Q: You share some mouth-watering recipes in your books. How did you come up with this unique way to share a little bit of the South with your readers?
Anyone who is familiar with Southern traditions knows that food is the tie that binds. We will use any excuse to sling up a buffet or slap together a casserole: birth, weddings, illness, holidays, birthdays, death. I have had wonderful responses to the recipes, so this is something I plan to continue. The recipes match the theme of the book. The Madhatter’s Guide to Chocolate features chocolate recipes. Up the Devil’s Belly is dotted with hot and spicy recipes. The next novel in line, Your Mama’s Comfort Food, shall be loaded with time-honored Southern comfort food recipes.
Q: What is your writing process like? Do you have a set schedule? Is there a time of day when you feel more productive than others?
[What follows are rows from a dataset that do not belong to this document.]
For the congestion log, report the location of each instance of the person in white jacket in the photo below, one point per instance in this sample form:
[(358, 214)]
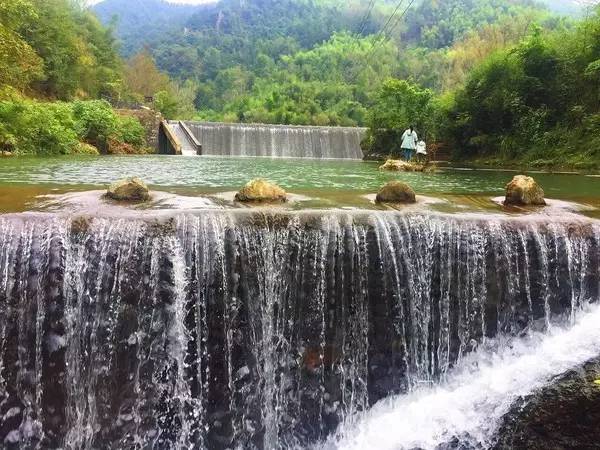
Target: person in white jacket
[(409, 143)]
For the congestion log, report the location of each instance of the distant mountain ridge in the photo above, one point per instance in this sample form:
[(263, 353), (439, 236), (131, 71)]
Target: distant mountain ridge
[(563, 6), (140, 22)]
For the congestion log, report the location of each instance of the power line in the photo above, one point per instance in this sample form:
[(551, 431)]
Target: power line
[(366, 17), (389, 35), (384, 32)]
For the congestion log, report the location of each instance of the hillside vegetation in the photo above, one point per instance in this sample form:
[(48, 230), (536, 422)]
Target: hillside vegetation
[(60, 70)]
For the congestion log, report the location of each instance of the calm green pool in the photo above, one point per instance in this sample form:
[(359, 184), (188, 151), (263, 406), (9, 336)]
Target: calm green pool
[(30, 177)]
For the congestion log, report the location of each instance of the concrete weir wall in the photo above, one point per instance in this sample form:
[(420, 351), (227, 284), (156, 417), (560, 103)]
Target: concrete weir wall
[(226, 330), (284, 141)]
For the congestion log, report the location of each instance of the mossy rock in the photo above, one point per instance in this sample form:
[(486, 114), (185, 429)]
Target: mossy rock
[(396, 192), (86, 149), (524, 191), (129, 189), (396, 165), (261, 191)]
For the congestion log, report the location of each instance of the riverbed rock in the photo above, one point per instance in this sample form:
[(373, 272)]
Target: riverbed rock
[(396, 165), (129, 189), (261, 191), (564, 415), (396, 192), (524, 191)]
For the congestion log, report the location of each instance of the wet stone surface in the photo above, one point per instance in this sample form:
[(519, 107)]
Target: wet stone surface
[(564, 415)]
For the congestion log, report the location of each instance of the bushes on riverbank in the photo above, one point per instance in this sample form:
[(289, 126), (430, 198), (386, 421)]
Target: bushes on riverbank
[(535, 103), (29, 127)]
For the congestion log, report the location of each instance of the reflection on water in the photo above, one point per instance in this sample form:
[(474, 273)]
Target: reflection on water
[(326, 183)]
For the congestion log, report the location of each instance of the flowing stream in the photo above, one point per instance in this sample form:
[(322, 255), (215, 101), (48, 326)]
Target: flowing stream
[(265, 330), (467, 409), (278, 140)]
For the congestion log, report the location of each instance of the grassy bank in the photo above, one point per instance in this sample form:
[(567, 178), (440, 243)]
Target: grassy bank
[(30, 127)]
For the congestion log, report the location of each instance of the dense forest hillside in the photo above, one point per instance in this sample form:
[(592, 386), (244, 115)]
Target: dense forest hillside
[(138, 23), (322, 61), (59, 68)]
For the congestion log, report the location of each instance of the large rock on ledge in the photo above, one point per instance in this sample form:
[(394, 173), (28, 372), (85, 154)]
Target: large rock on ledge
[(563, 415), (261, 191), (129, 189), (396, 192), (396, 165), (524, 191)]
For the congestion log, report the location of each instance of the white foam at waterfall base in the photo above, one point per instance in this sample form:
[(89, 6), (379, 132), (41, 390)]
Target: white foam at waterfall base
[(471, 403)]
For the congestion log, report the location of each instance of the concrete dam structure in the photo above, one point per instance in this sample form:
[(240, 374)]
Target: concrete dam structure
[(283, 141), (228, 330)]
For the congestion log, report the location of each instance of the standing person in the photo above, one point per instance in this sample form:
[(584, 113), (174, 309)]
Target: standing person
[(421, 152), (409, 143)]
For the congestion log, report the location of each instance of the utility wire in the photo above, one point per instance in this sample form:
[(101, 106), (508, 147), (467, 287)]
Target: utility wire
[(384, 31), (391, 30), (366, 17)]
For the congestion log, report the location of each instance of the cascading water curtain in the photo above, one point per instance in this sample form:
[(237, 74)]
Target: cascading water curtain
[(245, 330), (279, 141)]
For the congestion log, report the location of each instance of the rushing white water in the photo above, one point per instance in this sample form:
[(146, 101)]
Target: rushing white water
[(278, 140), (231, 330), (470, 404)]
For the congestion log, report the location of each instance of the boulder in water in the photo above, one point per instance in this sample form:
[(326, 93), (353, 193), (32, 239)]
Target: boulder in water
[(261, 191), (396, 192), (396, 165), (565, 414), (524, 191), (129, 189)]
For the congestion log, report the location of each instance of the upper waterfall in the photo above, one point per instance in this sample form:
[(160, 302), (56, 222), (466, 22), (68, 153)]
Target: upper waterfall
[(278, 140)]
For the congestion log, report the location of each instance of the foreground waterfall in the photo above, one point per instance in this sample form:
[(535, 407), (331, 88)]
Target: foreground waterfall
[(467, 410), (278, 140), (246, 330)]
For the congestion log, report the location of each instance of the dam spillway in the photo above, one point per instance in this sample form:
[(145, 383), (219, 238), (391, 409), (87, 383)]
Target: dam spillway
[(258, 330), (285, 141)]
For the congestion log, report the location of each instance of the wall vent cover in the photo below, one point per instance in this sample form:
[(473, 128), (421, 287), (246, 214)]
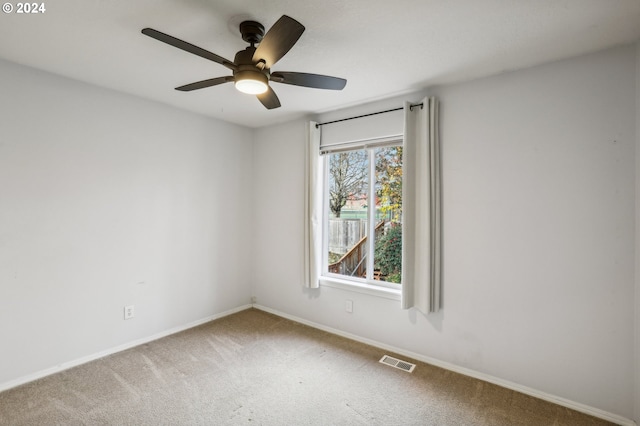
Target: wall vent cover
[(398, 363)]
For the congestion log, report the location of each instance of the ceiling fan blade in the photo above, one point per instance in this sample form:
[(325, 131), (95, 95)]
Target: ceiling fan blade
[(205, 83), (188, 47), (278, 40), (309, 80), (269, 99)]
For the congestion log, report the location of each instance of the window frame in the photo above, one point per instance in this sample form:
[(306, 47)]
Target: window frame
[(363, 285)]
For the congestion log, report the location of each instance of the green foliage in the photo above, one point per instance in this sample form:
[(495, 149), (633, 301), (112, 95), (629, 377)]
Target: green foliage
[(388, 254), (389, 180)]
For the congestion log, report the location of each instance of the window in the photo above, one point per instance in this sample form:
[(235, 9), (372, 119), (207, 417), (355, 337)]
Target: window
[(363, 198)]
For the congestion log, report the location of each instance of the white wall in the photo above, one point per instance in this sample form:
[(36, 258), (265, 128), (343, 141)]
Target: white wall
[(108, 200), (538, 201)]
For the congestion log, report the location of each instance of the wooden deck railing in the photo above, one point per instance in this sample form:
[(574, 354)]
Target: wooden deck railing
[(353, 262)]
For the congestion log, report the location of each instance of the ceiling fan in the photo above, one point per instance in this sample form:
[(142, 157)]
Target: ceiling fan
[(251, 67)]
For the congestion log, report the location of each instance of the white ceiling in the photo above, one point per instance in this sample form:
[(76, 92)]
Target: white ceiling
[(383, 48)]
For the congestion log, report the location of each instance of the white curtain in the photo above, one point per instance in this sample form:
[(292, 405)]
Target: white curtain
[(313, 209), (421, 199)]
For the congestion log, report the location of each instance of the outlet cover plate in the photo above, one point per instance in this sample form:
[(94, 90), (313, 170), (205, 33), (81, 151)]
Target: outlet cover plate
[(129, 312)]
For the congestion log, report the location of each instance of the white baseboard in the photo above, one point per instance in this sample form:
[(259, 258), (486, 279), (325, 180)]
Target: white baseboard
[(66, 365), (592, 411)]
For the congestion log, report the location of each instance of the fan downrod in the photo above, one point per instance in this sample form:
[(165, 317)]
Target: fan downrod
[(252, 31)]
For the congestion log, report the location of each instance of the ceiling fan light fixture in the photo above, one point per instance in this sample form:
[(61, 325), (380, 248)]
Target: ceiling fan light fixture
[(251, 82)]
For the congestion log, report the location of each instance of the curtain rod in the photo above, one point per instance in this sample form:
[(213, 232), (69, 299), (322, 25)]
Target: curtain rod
[(367, 115)]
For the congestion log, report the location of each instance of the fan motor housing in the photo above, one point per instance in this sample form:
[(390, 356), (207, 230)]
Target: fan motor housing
[(252, 31)]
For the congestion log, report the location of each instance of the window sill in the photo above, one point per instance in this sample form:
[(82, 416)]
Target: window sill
[(387, 293)]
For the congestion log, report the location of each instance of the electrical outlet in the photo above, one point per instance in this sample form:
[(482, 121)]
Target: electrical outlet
[(129, 312), (348, 306)]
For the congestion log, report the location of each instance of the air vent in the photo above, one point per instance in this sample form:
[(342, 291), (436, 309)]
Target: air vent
[(398, 363)]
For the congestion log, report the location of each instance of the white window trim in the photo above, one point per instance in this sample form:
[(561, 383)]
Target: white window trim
[(380, 288)]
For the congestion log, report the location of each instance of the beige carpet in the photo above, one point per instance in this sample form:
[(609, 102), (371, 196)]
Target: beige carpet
[(257, 368)]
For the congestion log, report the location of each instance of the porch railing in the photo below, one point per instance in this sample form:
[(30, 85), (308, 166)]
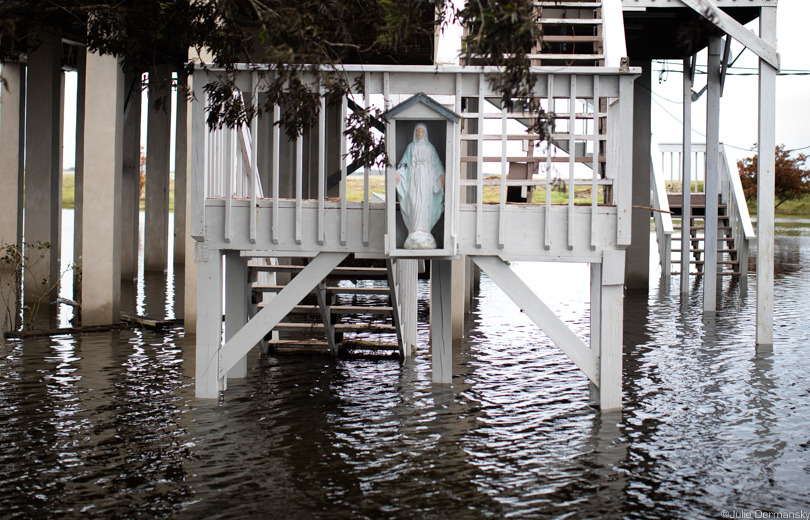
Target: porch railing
[(590, 124)]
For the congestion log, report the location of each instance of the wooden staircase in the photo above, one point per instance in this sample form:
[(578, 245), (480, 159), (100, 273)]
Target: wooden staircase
[(572, 33), (728, 262), (353, 300)]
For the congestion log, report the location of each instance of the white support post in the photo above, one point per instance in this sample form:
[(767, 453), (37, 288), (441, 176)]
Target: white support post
[(158, 134), (43, 160), (441, 337), (407, 279), (200, 159), (766, 182), (623, 141), (479, 185), (540, 314), (180, 169), (611, 325), (550, 110), (78, 172), (712, 179), (572, 155), (596, 319), (208, 381), (460, 280), (392, 269), (686, 184), (237, 293), (12, 152), (131, 179), (12, 159), (103, 165)]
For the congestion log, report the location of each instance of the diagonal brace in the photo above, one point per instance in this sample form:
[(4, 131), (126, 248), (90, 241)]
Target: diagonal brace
[(500, 273), (249, 335), (730, 26)]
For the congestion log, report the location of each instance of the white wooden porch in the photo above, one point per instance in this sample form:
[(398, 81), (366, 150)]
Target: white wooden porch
[(240, 211)]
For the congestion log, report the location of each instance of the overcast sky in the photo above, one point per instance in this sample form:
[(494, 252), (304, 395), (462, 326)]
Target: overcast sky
[(738, 108)]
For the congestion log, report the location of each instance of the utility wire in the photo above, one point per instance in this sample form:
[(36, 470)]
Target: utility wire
[(700, 134)]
I write when the notion strikes me. When I am actively involved in a novel-length work, I try to spend at least an hour a day. If I can produce two to three pages per session, I will have the book completed in around three months. Then, I let it sit for awhile before starting the revision process. Thus far, I have averaged one novel per year, with short fiction pieces in between.
Mornings are best. Since I work, I generally arrive early at the office and use the half-hour or so before I need to begin with patients. I hate traffic, so this works out in that respect, too. By the time I finish the day, I can barely put two words together. In the evening, editing is easier, as I don’t have to create, just correct.
So many times, I hear others state that one must write every day to be successful. This doesn’t ring true for me. In fact; I disagree. If I try to force the words, I hate what comes out. If I am in the mood, I enjoy the flow.